Но называть ее Ганной Ивановной, когда она Галина Сидоровна, было бы бестактно. А «Дорога наша Галина Сидоровна» ну не читалось никак. Это уже были бы не стихи, а чистейшая проза. Поэтому и пришлось ограничиться безличным:
«Дорогая и любимая наша!»
Это так доказывал Карафолька. Но мы с Павлушей возражали, что настоящий поэт тем и отличается от графомана, что умеет преодолевать любые творческие трудности. Карафолька густо покраснел и опустил голову. Но здесь на нас все зашикали, и мы вынуждены были признать, что да, конечно, стихи можно прочитать, ведь это не для печати, а просто так, а если бы для печати, тогда уже другое дело…
В завершение торжественного прощания Антончик Мациевский сфотографирует Галину Сидоровну со всем классом. И мы подарим ей эту фотографию с волнующей надписью и все-все распишемся.
Так придумала наша комиссия.
Ну что же, для официального прощания вполне удовлетворительно. Все с этим согласились и разошлись. А в половину второго встретились снова. Праздничные, нарядные с огромными букетами цветов, мы в торжественном молчании прошли по ковровой дорожке за свои парты, сели и стали ждать.
Наш друг восьмиклассник Вовка Маруня безупречно организовал «службу безопасности», и мы были спокойны, что любопытная ребятня не испортит нам мероприятие, ведь они бы обязательно облепили все окна, стали бы хихикать и гоготать и все бы нам сорвали. Вовка расставил посты и блокировал все входы и выходы.

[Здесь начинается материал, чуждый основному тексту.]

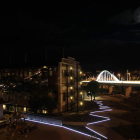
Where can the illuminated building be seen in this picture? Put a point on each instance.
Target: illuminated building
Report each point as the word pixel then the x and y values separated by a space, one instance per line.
pixel 59 77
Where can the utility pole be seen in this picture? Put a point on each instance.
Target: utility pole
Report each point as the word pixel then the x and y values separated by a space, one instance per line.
pixel 77 86
pixel 10 59
pixel 67 87
pixel 127 75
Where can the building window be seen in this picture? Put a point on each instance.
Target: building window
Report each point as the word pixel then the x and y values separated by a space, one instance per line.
pixel 64 96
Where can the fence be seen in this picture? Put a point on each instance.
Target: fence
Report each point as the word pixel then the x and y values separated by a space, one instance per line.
pixel 44 119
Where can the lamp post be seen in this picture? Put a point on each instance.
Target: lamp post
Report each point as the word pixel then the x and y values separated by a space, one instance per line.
pixel 119 75
pixel 81 93
pixel 129 76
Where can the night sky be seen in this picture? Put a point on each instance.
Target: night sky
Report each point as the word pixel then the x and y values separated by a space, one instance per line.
pixel 99 36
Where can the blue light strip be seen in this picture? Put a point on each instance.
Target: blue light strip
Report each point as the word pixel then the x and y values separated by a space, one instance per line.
pixel 104 109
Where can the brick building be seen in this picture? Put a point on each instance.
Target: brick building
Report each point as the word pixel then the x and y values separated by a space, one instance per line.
pixel 63 78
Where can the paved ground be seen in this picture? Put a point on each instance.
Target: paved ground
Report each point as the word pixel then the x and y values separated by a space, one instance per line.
pixel 47 132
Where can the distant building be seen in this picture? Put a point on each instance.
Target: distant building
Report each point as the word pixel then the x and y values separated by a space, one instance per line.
pixel 62 78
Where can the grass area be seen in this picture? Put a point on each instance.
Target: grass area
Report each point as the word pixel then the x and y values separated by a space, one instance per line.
pixel 128 131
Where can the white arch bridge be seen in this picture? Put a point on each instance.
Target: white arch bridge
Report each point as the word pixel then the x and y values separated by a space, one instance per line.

Минут десять мы сидели и молчали. И это наше молчание было как бы увертюрой к тому что должно было состоятся. Мы настраивались на серьезный лад. Мы вспоминали все, что пережили вместе с Галиной Сидоровной за эти семь долгих лет. Она была нашей первой учительницей, когда мы пришли в школу в первый класс. А мы были ее первыми учениками. Она тогда только что окончила одиннадцать классов и первый год начала преподавать в младших классах. Она учила нас и училась сама — заочно в пединституте. Мы закончили пять классов, а она пединститут. Мы сдавали первый в своей жизни школьный экзамен, а она — государственные экзамены. Из учительницы младших классов она стала преподавателем украинского языка и литературы. И продолжала нас учить. И довела до восьмого класса. Мы думали, что и в восьмом классе она будет, и в девятом, и в десятом. Конечно! И вот… Это как-то просто не укладывалось в голове. Неужели она больше не будет нашей учительницей! Никогда больше не войдет в класс легкой и быстрой походкой, не бросит журнал на стол, не спросит звонко, как всегда, одно и то же: «Ну, кто из вас не приготовил домашнее задание? Признавайтесь!» После этого вопроса я почти всегда ложился грудью на парту, прячась за спину Степы Карафолькы, который сидел передо мной. Но она всегда замечала это и говорила: «Рень, к доске!» И я становился красным как рак и, вздыхая, плелся к доске… Неужели этого не будет никогда!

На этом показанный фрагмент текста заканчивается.